Nuts and seeds, like almonds, walnuts, peanuts, sunflower seeds, pumpkin seeds, and flaxseeds, are nutrient-dense and rich in healthy fats, fibre, and protein. Therefore, they are the best snacks and support a weight management regime that will benefit health overall.
For instance, whole grains such as oats, quinoa, and brown rice are rich in fibre and other nutrients. They also help digestion and stabilise blood sugar levels, considerably reducing the risk of diabetes. In addition, diabetes is yet another critical condition for seniors.
According to The Nutrition Source, an authority on food and nutrition knowledge of Harvard School of Public Health, always ensure that a whole healthy eating portion includes whole grains, which should comprise one-fourth of the whole portion.
This spice contains curcumin, a compound with anti-inflammatory and antioxidant effects. Infusion of turmeric in foods will help manage inflammation, and general health improvements may be observed, especially among the elderly with chronic conditions.
Green tea contains some antioxidants and catechins that help save you from heart diseases and keep your brain healthy. It is easy to do this since you can include a couple of cups of green tea daily.

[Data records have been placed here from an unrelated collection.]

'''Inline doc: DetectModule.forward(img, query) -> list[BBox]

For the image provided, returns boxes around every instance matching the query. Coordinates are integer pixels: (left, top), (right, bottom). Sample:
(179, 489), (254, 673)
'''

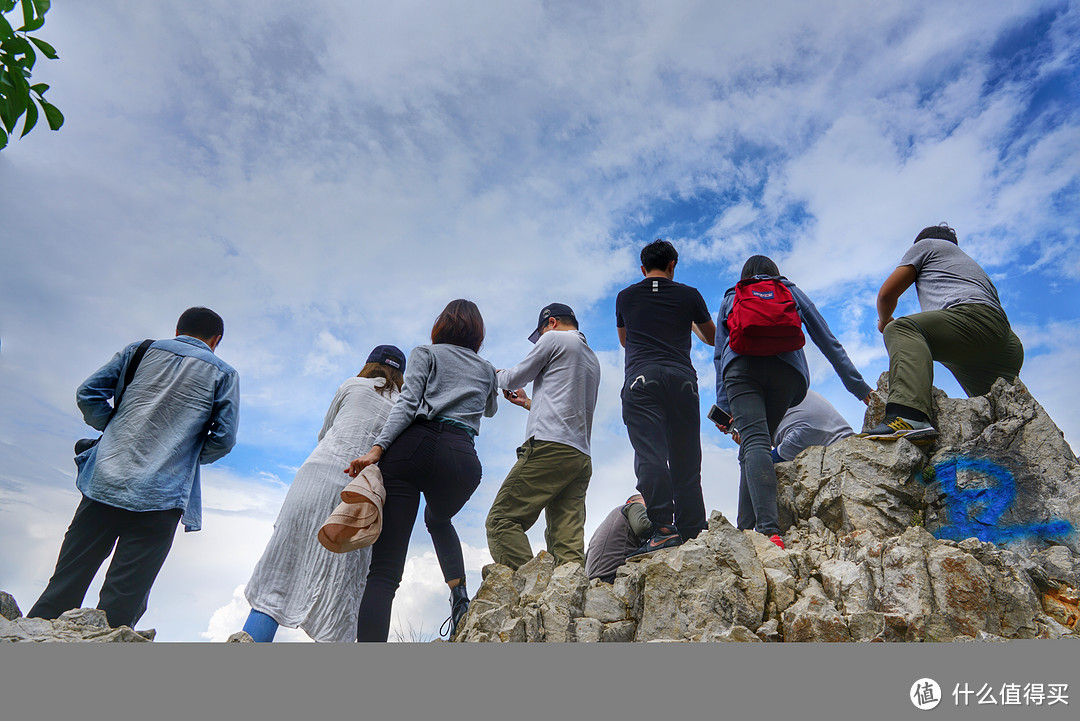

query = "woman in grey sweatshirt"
(346, 300), (499, 641)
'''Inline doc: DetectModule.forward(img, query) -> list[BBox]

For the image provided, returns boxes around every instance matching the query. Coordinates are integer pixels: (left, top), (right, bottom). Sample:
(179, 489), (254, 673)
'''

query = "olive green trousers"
(485, 438), (593, 569)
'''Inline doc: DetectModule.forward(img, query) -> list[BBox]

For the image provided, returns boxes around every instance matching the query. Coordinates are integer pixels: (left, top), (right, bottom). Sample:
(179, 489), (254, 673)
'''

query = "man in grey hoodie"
(486, 303), (600, 569)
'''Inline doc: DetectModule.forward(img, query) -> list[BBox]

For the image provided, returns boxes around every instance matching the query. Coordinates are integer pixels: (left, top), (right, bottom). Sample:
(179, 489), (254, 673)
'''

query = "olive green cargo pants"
(883, 303), (1024, 418)
(486, 438), (593, 569)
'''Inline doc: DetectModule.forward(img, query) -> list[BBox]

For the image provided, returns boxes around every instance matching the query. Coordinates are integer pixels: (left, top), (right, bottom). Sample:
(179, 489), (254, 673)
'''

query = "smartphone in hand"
(705, 404), (734, 430)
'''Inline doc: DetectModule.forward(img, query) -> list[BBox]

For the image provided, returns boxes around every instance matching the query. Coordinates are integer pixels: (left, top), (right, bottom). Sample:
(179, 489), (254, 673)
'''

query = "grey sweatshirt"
(772, 391), (855, 461)
(498, 330), (600, 455)
(375, 343), (499, 449)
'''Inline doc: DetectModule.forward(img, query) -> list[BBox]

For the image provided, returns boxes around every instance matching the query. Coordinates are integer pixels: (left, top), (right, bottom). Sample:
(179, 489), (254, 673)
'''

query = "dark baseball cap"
(364, 345), (405, 373)
(529, 303), (578, 343)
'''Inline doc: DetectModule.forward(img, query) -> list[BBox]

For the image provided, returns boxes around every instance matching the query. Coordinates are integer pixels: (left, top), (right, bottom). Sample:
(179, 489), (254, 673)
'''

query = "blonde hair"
(356, 363), (405, 396)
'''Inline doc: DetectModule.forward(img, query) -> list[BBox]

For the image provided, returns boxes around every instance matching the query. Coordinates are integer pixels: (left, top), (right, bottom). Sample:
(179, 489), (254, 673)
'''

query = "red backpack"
(727, 277), (806, 355)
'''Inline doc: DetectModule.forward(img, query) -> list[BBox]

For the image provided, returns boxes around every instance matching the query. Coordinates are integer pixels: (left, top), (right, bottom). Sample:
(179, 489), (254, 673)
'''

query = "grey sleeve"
(484, 366), (499, 418)
(896, 239), (934, 273)
(498, 330), (565, 391)
(373, 345), (431, 450)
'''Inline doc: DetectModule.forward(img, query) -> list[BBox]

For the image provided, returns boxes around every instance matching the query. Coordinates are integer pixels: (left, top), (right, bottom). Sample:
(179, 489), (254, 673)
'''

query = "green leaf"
(41, 100), (64, 131)
(18, 90), (38, 138)
(30, 38), (58, 60)
(19, 17), (45, 32)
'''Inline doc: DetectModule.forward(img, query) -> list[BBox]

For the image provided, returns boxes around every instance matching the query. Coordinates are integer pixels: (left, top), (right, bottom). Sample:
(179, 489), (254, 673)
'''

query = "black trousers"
(622, 366), (706, 539)
(356, 421), (482, 641)
(26, 496), (183, 628)
(723, 355), (807, 535)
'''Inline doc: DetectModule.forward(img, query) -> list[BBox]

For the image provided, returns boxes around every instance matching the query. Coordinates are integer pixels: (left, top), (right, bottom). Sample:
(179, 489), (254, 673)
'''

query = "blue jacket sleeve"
(199, 370), (240, 463)
(75, 343), (138, 431)
(787, 285), (870, 400)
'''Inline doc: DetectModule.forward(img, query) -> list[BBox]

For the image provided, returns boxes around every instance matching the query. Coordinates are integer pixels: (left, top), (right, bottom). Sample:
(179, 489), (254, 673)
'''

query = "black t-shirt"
(615, 277), (713, 378)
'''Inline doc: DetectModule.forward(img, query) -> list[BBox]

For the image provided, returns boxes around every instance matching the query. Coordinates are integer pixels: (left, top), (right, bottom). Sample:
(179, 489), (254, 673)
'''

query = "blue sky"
(0, 0), (1080, 640)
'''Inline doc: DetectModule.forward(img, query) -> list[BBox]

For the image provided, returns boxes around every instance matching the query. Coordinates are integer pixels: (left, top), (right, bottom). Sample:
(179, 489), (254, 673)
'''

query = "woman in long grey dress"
(244, 345), (405, 642)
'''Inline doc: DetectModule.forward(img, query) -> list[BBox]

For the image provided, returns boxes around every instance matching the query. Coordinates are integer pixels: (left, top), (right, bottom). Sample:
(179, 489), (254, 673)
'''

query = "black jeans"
(26, 496), (183, 628)
(622, 366), (706, 539)
(356, 421), (482, 641)
(724, 355), (807, 535)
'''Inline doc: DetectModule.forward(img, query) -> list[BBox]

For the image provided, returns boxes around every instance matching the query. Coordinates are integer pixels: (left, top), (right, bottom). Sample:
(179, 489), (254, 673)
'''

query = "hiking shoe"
(859, 416), (937, 443)
(438, 582), (469, 641)
(626, 526), (683, 558)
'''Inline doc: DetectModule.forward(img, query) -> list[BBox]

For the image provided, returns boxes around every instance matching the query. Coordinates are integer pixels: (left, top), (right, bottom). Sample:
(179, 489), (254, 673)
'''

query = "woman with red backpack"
(715, 256), (870, 548)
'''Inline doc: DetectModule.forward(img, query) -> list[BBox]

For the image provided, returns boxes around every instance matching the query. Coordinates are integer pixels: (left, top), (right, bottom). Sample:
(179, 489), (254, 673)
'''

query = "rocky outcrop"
(0, 591), (157, 643)
(455, 381), (1080, 642)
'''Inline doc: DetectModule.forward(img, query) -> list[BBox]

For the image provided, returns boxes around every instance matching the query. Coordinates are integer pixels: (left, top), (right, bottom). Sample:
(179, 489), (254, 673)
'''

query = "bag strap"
(110, 338), (153, 418)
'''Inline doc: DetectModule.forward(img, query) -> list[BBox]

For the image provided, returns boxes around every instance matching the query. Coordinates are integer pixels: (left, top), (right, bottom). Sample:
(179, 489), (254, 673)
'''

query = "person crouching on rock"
(715, 256), (870, 548)
(859, 223), (1024, 443)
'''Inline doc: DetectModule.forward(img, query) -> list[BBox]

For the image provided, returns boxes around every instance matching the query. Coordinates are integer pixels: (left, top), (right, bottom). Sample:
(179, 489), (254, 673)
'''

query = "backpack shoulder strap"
(112, 338), (153, 413)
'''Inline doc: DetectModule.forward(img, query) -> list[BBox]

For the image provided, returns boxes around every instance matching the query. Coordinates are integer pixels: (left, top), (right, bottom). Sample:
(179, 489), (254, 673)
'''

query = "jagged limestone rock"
(583, 579), (630, 624)
(754, 618), (784, 643)
(454, 563), (521, 641)
(514, 550), (555, 603)
(783, 581), (852, 642)
(0, 609), (154, 643)
(775, 437), (927, 538)
(0, 590), (23, 621)
(56, 609), (109, 628)
(447, 381), (1080, 642)
(701, 625), (761, 643)
(573, 616), (604, 643)
(627, 514), (768, 640)
(600, 621), (637, 643)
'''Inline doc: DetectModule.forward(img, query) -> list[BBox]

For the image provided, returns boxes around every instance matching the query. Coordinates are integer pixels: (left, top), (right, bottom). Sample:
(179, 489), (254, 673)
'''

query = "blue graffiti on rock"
(934, 455), (1072, 544)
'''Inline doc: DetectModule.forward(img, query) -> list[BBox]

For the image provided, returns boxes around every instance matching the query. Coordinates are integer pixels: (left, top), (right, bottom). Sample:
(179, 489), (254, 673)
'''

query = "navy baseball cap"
(529, 303), (578, 343)
(364, 345), (405, 373)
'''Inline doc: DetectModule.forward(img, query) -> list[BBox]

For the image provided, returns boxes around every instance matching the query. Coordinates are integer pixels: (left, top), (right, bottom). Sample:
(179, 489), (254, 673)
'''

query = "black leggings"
(356, 421), (481, 641)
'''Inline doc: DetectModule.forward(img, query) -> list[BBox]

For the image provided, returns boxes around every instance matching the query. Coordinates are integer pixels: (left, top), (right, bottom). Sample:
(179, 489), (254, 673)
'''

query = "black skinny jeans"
(356, 420), (482, 641)
(724, 355), (807, 535)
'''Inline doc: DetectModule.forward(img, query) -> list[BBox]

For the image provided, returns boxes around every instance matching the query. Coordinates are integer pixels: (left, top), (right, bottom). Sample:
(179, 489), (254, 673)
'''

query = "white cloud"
(0, 0), (1080, 640)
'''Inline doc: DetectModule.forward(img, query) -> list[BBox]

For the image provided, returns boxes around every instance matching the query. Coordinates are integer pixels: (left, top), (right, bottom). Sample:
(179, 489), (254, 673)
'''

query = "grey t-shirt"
(772, 391), (855, 461)
(897, 237), (1004, 313)
(375, 343), (499, 449)
(498, 330), (600, 455)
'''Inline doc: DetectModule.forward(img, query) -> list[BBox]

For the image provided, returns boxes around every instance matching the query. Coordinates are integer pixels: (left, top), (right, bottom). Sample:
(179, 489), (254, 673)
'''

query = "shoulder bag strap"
(112, 338), (153, 413)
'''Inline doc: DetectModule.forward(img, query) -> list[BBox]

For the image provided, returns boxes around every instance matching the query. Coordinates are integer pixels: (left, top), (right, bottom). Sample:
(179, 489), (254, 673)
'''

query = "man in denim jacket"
(27, 308), (240, 627)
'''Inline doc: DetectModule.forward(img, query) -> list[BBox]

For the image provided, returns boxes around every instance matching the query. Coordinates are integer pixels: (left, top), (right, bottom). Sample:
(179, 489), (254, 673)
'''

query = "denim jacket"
(76, 336), (240, 531)
(714, 275), (870, 412)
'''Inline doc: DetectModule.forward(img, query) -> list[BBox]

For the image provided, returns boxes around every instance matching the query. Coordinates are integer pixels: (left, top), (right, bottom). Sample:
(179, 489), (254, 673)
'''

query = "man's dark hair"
(915, 222), (959, 245)
(176, 305), (225, 340)
(431, 298), (484, 352)
(642, 237), (678, 272)
(740, 256), (780, 281)
(552, 315), (579, 330)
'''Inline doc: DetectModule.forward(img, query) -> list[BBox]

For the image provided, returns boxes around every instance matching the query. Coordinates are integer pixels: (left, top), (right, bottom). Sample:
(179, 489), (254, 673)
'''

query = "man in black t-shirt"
(615, 240), (716, 556)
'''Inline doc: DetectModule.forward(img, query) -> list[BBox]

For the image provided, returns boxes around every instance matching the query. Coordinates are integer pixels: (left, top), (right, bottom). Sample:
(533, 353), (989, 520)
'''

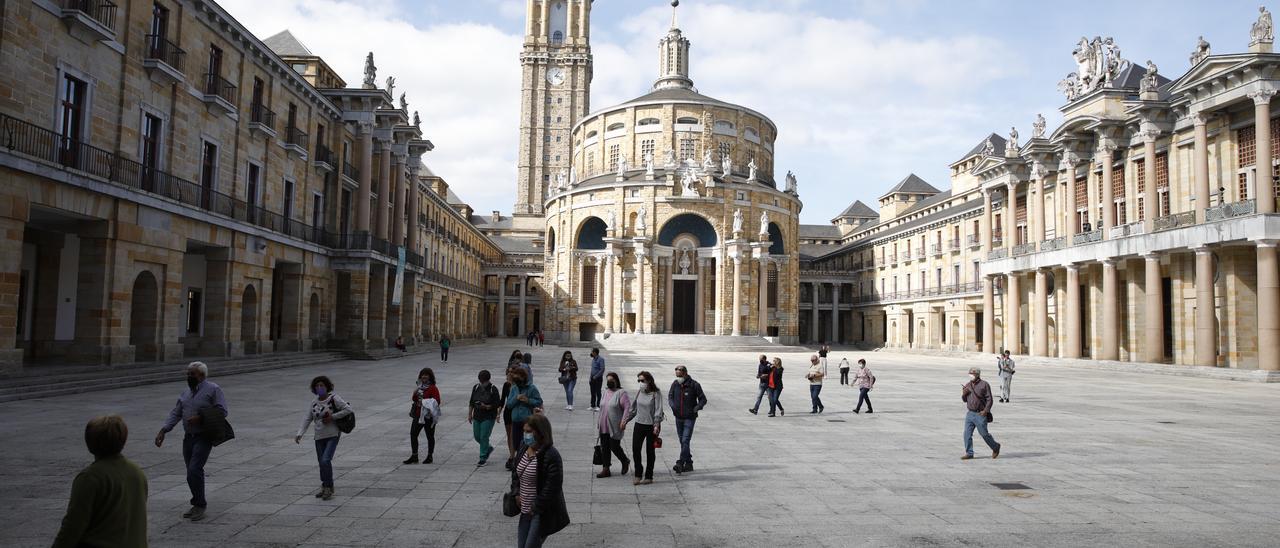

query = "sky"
(220, 0), (1258, 224)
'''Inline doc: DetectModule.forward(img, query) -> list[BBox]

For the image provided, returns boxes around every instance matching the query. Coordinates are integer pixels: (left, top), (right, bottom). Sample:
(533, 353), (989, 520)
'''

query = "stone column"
(1249, 90), (1276, 212)
(518, 274), (529, 337)
(809, 282), (818, 343)
(1032, 269), (1048, 356)
(730, 256), (742, 337)
(1192, 113), (1216, 222)
(831, 282), (840, 344)
(498, 275), (507, 337)
(1194, 247), (1217, 366)
(1089, 137), (1116, 233)
(1257, 241), (1280, 371)
(372, 140), (392, 239)
(1142, 252), (1165, 362)
(1098, 259), (1120, 360)
(356, 123), (374, 234)
(1002, 182), (1018, 245)
(1005, 273), (1023, 353)
(1057, 265), (1082, 359)
(1142, 125), (1160, 229)
(982, 275), (998, 353)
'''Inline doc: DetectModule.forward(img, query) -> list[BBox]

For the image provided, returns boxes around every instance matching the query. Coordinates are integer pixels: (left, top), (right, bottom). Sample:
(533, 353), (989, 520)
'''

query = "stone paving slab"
(0, 341), (1280, 547)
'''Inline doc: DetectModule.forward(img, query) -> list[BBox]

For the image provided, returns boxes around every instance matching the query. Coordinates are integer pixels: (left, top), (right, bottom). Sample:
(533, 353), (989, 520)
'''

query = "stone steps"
(0, 351), (347, 402)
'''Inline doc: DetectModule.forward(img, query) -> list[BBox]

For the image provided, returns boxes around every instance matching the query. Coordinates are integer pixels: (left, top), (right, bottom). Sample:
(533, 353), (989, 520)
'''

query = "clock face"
(547, 67), (564, 86)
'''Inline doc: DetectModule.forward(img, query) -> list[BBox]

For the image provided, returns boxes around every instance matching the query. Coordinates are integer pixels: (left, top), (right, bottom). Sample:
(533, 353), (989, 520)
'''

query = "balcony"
(1153, 211), (1196, 232)
(284, 127), (307, 160)
(248, 104), (275, 137)
(201, 73), (236, 114)
(142, 35), (187, 86)
(311, 145), (334, 173)
(61, 0), (115, 46)
(1204, 200), (1257, 223)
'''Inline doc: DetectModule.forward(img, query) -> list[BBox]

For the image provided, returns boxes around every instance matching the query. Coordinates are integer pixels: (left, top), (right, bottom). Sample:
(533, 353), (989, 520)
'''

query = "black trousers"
(600, 432), (630, 467)
(408, 419), (435, 455)
(589, 376), (604, 407)
(631, 423), (657, 479)
(854, 388), (872, 411)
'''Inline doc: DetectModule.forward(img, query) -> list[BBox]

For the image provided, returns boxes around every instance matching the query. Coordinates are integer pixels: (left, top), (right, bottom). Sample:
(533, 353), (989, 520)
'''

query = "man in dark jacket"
(746, 353), (773, 415)
(960, 367), (1000, 461)
(667, 365), (707, 474)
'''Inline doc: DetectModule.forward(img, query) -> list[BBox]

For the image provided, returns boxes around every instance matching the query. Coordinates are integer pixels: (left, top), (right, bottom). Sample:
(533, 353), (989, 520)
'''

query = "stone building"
(800, 9), (1280, 370)
(0, 0), (502, 371)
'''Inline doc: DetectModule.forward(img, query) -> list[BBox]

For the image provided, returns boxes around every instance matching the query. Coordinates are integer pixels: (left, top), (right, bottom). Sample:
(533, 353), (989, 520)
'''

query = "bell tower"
(513, 0), (591, 218)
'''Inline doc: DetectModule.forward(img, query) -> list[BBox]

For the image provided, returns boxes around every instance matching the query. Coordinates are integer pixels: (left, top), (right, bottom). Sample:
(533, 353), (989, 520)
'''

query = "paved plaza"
(0, 341), (1280, 547)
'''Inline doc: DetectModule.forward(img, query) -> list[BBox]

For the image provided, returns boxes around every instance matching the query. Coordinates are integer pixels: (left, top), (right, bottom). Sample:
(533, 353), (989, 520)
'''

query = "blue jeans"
(316, 435), (339, 489)
(751, 384), (773, 411)
(516, 513), (547, 548)
(182, 434), (214, 508)
(676, 419), (698, 465)
(564, 378), (577, 405)
(964, 411), (1000, 457)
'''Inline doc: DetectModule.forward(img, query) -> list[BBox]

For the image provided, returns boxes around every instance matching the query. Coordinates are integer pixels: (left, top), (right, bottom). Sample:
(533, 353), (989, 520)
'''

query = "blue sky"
(230, 0), (1270, 224)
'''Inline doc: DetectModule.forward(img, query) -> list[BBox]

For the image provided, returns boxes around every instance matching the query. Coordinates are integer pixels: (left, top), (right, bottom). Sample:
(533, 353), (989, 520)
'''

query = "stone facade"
(801, 10), (1280, 370)
(0, 0), (502, 370)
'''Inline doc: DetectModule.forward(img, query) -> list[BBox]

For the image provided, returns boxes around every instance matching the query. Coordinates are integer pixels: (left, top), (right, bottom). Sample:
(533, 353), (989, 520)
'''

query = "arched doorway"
(241, 286), (259, 353)
(129, 270), (160, 361)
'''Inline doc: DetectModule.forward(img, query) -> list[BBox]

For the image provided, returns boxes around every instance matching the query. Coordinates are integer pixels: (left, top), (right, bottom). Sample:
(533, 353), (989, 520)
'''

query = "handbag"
(502, 492), (520, 517)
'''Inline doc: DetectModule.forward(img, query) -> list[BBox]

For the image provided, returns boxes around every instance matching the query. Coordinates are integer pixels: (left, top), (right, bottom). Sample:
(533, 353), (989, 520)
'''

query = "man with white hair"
(156, 361), (227, 521)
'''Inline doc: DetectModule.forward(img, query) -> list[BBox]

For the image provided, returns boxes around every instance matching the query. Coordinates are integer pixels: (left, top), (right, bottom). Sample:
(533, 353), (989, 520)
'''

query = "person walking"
(667, 365), (707, 474)
(595, 371), (631, 478)
(588, 347), (604, 411)
(804, 356), (827, 415)
(746, 353), (773, 415)
(511, 415), (570, 548)
(155, 361), (228, 521)
(998, 350), (1014, 403)
(293, 375), (353, 501)
(559, 350), (577, 411)
(854, 360), (876, 414)
(622, 371), (663, 485)
(404, 367), (440, 465)
(54, 415), (147, 548)
(768, 357), (787, 416)
(467, 369), (502, 467)
(507, 367), (543, 466)
(960, 367), (1000, 461)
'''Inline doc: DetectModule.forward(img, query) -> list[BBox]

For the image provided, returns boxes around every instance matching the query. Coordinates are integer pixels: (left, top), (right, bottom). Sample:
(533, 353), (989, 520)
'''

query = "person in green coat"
(54, 415), (147, 548)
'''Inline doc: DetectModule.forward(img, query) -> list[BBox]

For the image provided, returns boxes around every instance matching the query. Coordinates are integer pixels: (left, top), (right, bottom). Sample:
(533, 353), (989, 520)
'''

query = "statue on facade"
(365, 51), (378, 90)
(1192, 36), (1212, 67)
(1249, 5), (1276, 46)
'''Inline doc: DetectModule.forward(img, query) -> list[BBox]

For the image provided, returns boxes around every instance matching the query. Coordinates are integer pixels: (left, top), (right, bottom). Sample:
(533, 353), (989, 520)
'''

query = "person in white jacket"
(293, 375), (355, 501)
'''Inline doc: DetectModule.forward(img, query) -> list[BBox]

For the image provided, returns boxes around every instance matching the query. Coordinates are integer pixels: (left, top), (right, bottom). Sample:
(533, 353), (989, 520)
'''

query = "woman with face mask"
(293, 375), (352, 501)
(595, 371), (631, 478)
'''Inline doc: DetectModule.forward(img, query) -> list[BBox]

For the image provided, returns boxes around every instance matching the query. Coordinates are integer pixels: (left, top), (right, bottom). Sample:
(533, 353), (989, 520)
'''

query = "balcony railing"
(205, 73), (236, 105)
(63, 0), (116, 29)
(1071, 229), (1102, 246)
(1204, 200), (1257, 223)
(147, 35), (187, 72)
(1155, 211), (1196, 232)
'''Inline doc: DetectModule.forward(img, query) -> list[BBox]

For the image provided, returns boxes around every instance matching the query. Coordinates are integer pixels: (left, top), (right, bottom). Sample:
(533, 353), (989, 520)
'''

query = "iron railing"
(147, 35), (187, 72)
(63, 0), (116, 31)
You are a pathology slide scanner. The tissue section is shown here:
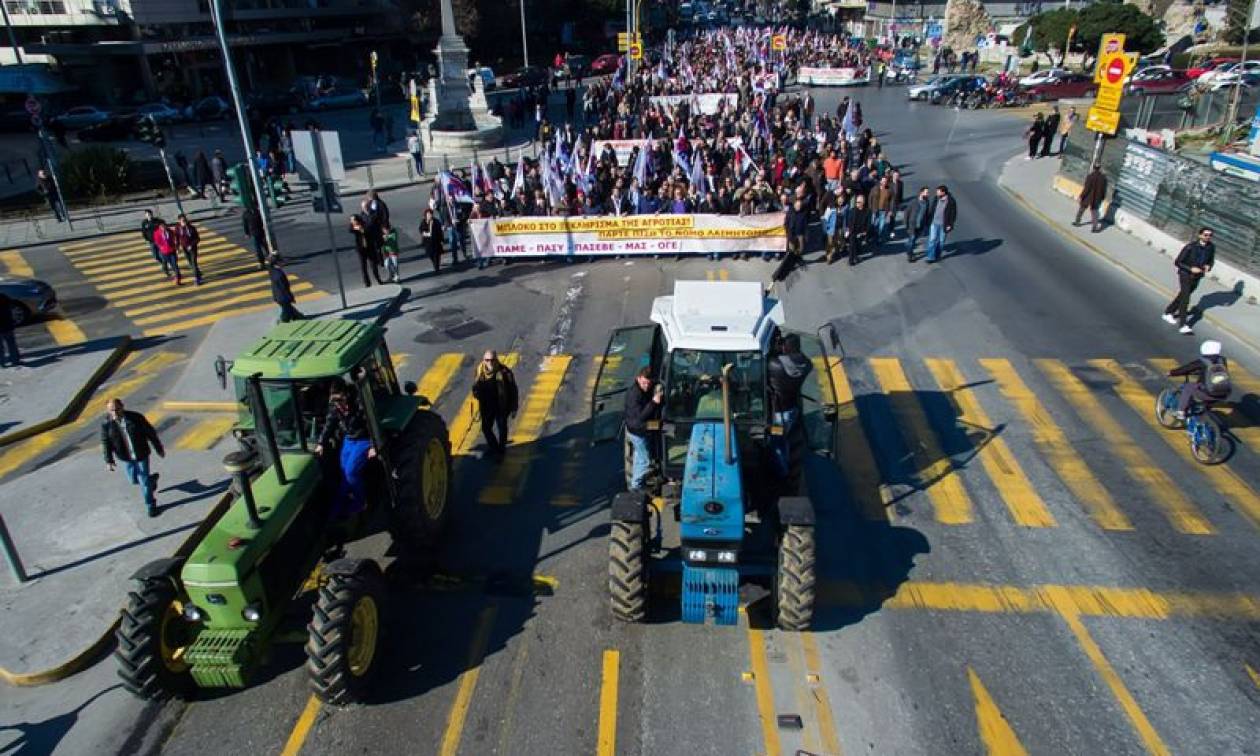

Yoghurt is a probiotic product that induces a healthy gut and improves the immune system. Senior citizens have to look for plain yoghurt with live cultures that will remove the added sugars, supporting digestive health as well as general welfare.
These foods will help improve their health, thus allowing them to enjoy good health if proper food choices are made. The right food for the body is the first step toward longevity and lifelong wellness.